I came across a question recently in a developer forum, and I felt it warranted broader exposure.

“What is the legality of embedding fonts in an app for distribution?”

This is a thorny issue. Not all fonts are licensed for use in all places. Arial specifically has a checkered past, as outlined in its Wikipedia page. Nevertheless, it is instructive to look at paragraph 12 of Monotype’s current End User License Agreement (EULA):

12.  You may electronically distribute Font Software embedded in a “Personal or Internal Business Use” document (that is, a document other than a “Commercial Product” as defined herein) only when the Font Software embedded in such document (i) is in a static graphic image (for example, a “gif”) or an embedded electronic document, and (ii) is distributed in a secure format that permits only the viewing and printing (and not the editing, altering, enhancing, or modifying) of such static graphic image or embedded document. You may not embed Font Software in a Commercial Product without a separate written license from MI, and you may not embed Font Software in an electronic document or data file for any reason other than your own Personal or Internal Business Use.

The emphasis in the above paragraph is mine. With that kind of license, how should a developer proceed?

It turns out that Adobe sells a package called the Font Folio, which includes fonts both wholly owned by Adobe and also licensed from other foundries, including Monotype, who owns Arial. The licensing for those non-Adobe fonts in the Font Folio varies from typeface to typeface, and often includes different terms for print vs web vs video vs app inclusion. Those terms may also forbid alteration of the font in any way. These EULAs are written by the foundry and not by Adobe, and Adobe has no control over what the terms of a specific EULA will be for a licensed font. Arial has one of those licenses, by the way. You can read Adobe’s font EULAs here.

Adobe has a subset of the Font Folio called the Font Folio Select (FFS). It consists of the fonts that are wholly owned by Adobe and have the broadest license terms of any fonts in terms of how they can be used. Any font in the FFS can be used in print, in an app, in a SWF online, in video and more. They can also be modified, but there are some specific licensing considerations around modifications that you’ll want to investigate. The short of it is that if you modify a glyph in a font and then deploy that modified font in your company, you are no longer permitted to use the ORIGINAL font. If you want the original version AND the modified version at the same time, then you need to purchase another license for the original.

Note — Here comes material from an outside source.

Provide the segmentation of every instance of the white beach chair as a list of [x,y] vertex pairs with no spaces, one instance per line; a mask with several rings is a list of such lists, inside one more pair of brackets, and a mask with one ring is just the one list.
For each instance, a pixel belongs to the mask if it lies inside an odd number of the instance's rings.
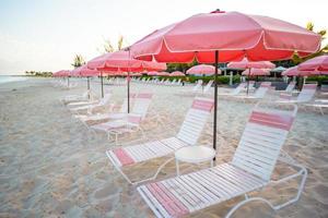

FFS is available to customers who purchase through licensing programs. It is not available as a boxed product through traditional retail outlets. Customers should contact their preferred reseller to learn more.

So, can you use Arial in your app? That depends on how you acquired Arial and the license that was in force when you got it. It is best in this case to NOT embed Arial in your app, but to allow the operating system to supply the resource. Every modern computer on the planet started life with Arial installed, so it’s a pretty safe bet that it resides on your customer’s computer. For other fonts, look closely at the EULA that came with that font. You may find that there is no limitation and you may find that there are explicit limitations. If you have some old fonts lying around, those EULAs tended to be pretty lenient until recently, because there was no idea of Rich Internet App or mobile app when they were struck. Those EULAs remain in force, so you might have some hidden gold in those old floppies out in your barn.